As for playing devil's advocate, when examining such systems I think that it becomes necessary sometimes. Thus what you are doing in this post seems very valid.

I like the fact that the author is respectful and civil.

Maria Behar said...

Hey, Brian!

Thanks for the good word! (I really like this saying of yours, so I'm 'borrowing' it. :) )

I love to read about this kind of thing! I know books like these are not featured on book blogs very often (that I know of, anyway). But that's why I started MindSpirit Book Journeys. I know the readers of A Night's Dream of Books won't be interested in books like these. I'm very happy that you obviously are!

Several years ago, when I was in my twenties, I met another twenty-something girl who befriended me. She had an ulterior motive, though -- to tell me that the doctrines of the Catholic Church were wrong, and to see if I would then start attending her church, a Protestant one. I was not open to the message at that time, and felt very offended. However, about 20 years ago, I was invited to another Protestant church (a non-denominational one) by a co-worker. I attended that church for about 4 years, but was still emotionally tied to the Catholic Church.

I am much more open to the Protestant message now. Perhaps my unconscious mind has been processing all these theological points all the while. I don't know. But now I see the glaring errors of Catholic doctrine much more clearly and easily.

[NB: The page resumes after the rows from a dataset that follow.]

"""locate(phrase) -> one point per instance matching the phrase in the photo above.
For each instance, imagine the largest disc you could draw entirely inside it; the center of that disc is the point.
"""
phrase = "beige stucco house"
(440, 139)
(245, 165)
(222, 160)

As for Bible translations, Jones exclusively uses the King James Version. By the way, there's an ongoing controversy regarding translations in Protestant circles. Jones is of the opinion that the only authorized translation is the KJV. That's because modern translations, such as the New International Version, actually distort the meaning of certain Bible verses. He's also written a book on this topic. But that's another post.

I also think it's important to play devil's advocate in reviewing these types of books. Jones could have been more thorough, in my honest opinion. I shall have to read the other book I mentioned in my review, to see how that author handles this topic.

As you know, theology is a subject of vital importance to me.

I, too, like the fact that Jones is respectful of Catholics. He simply presents his evidence, and then gently asks Catholics to make their own decisions regarding what he presents.